Dans ce contexte, la nécessité de disposer d’un cadre de concertation des acteurs publics s’est progressivement imposée. 

Construction de la « Politique de l’eau partagée » en Nouvelle-Calédonie : grandes étapes de la concertation

Portage politique et technique du processus

Portée par le responsable en charge de l’agriculture et le responsable en charge des affaires coutumières, l’initiative d’une « Politique de l’eau partagée » (PEP) a été lancée en janvier 2018. Un cabinet de conseil spécialisé en politique publique a été mandaté dans un premier temps pour organiser un forum de l’eau et dans un second temps pour appuyer la co-construction de la politique.

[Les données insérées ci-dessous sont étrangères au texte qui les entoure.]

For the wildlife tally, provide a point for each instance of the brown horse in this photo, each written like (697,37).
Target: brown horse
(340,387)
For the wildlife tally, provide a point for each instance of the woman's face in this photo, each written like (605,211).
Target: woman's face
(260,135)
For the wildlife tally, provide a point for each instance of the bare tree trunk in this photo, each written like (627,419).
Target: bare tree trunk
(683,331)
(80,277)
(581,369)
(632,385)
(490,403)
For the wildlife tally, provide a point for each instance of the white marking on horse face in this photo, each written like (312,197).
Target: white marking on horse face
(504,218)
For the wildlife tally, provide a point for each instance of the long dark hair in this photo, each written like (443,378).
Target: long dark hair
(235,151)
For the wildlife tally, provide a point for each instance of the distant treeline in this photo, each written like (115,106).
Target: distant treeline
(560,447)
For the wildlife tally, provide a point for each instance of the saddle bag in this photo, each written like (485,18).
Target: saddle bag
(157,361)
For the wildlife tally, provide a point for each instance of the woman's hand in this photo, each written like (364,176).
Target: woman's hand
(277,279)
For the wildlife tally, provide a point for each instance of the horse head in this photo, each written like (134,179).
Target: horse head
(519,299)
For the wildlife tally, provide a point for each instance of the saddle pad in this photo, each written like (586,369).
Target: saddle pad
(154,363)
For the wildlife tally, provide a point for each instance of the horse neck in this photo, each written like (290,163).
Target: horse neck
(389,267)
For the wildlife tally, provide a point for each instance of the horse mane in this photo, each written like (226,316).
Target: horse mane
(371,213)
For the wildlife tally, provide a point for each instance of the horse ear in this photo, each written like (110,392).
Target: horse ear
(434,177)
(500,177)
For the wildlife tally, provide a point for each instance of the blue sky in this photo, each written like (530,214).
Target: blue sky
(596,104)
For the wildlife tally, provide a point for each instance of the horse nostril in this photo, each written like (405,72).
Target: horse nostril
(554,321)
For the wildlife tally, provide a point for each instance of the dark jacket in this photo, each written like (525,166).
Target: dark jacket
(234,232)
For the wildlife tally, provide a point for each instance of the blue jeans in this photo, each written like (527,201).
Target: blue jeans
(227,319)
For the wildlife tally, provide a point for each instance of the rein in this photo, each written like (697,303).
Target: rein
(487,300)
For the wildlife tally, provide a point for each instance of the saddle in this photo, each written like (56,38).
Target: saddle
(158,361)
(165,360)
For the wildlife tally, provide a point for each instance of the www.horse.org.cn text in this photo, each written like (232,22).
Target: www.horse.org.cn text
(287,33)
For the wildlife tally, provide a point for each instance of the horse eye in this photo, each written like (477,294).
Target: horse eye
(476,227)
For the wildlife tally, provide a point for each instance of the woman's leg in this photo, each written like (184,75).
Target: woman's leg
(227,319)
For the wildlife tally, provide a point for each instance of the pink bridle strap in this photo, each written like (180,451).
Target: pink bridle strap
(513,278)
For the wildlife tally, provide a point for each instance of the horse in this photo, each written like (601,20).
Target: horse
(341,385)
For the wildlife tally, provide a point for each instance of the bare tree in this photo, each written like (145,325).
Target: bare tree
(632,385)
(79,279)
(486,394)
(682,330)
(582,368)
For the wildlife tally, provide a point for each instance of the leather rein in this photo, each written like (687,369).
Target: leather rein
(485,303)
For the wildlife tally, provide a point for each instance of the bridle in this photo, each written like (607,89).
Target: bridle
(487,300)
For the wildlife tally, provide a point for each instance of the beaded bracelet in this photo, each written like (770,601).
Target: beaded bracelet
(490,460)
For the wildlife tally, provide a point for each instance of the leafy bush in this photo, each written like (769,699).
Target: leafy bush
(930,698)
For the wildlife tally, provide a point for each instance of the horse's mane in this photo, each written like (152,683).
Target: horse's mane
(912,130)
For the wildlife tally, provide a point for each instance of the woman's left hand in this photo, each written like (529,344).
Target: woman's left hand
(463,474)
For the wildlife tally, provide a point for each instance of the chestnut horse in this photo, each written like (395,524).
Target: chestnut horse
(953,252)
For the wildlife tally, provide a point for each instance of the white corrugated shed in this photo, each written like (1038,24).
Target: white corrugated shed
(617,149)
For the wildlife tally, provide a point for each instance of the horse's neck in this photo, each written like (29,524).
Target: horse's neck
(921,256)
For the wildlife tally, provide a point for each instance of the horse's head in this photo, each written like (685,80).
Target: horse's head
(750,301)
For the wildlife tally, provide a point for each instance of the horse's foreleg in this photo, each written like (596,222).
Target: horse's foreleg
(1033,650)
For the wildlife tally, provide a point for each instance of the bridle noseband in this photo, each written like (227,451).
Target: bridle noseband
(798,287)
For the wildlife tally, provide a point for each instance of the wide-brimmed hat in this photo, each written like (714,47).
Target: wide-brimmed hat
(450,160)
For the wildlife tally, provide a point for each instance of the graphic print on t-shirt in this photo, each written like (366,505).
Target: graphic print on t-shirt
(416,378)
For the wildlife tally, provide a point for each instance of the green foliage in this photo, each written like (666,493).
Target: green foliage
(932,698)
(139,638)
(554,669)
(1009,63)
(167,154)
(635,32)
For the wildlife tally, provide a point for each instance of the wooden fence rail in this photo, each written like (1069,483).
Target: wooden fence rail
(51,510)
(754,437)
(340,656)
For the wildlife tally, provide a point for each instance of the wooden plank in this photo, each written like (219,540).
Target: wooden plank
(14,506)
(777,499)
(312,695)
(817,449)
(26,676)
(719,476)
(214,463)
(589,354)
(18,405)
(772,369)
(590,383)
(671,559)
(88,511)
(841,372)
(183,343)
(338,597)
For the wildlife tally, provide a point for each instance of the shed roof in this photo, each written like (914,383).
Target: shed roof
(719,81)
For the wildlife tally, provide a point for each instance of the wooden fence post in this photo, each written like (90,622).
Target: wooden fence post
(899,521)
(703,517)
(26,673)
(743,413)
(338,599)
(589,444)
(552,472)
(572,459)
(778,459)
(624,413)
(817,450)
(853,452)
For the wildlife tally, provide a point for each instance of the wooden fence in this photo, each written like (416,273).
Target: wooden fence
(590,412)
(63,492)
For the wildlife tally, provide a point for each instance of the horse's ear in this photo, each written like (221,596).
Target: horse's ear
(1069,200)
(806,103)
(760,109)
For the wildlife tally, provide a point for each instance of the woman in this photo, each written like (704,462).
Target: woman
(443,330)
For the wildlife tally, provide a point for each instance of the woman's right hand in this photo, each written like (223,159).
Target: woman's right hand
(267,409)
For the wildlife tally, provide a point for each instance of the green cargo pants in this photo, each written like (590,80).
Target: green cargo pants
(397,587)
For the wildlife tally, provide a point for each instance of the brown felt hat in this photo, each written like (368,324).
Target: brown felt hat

Les consultants se sont coordonnés avec les acteurs de la MISE (Mission interservices de l’eau). La MISE a été constituée dès 2017 pour coordonner les activités techniques des acteurs publics mais n’a été mandatée qu’en avril 2018 pour construire cette politique. Ce groupement interinstitutionnel réunit des acteurs des trois provinces, de la DAVAR (Direction des affaires vétérinaires, alimentaires et rurales), qui est en charge du projet, de la DASS (Direction des affaires sanitaires et sociales), de la DIMENC (Direction de l’industrie, des mines et de l’énergie). Les acteurs de la MISE, « cheville ouvrière » de la construction du processus, sont intervenus sur la politique de l’eau en plus de leur charge de travail quotidienne.  

Le comité de pilotage politique chargé d’orienter et de valider les propositions de la MISE a été officialisé plus tardivement par le congrès de la Nouvelle-Calédonie en février 2019 (délibération n°395 du 20 février 2019), sous la dénomination de « comité de l’eau ». 

L’organisation de travail conjuguant mobilisation des acteurs techniques et implication des décideurs s’est donc mise en place progressivement. 

Les grandes étapes de la concertation

La PEP est le fruit d’une large concertation ayant impliqué environ un Calédonien sur six cents. Le processus de construction participative de la PEP a été concentré sur neuf mois. Lancée en janvier 2018, la première restitution publique du schéma d’orientation stratégique a eu lieu le 17 octobre 2018, une quinzaine de jours avant le premier référendum sur l’accession à la pleine souveraineté. En quelques mois, la concertation a abouti à un document de près de deux cents pages qui fixe les objectifs stratégiques de la PEP et propose sept cents actions à mettre en place 

Plusieurs moments-clés peuvent être relevés dans ce processus de construction (figure 1)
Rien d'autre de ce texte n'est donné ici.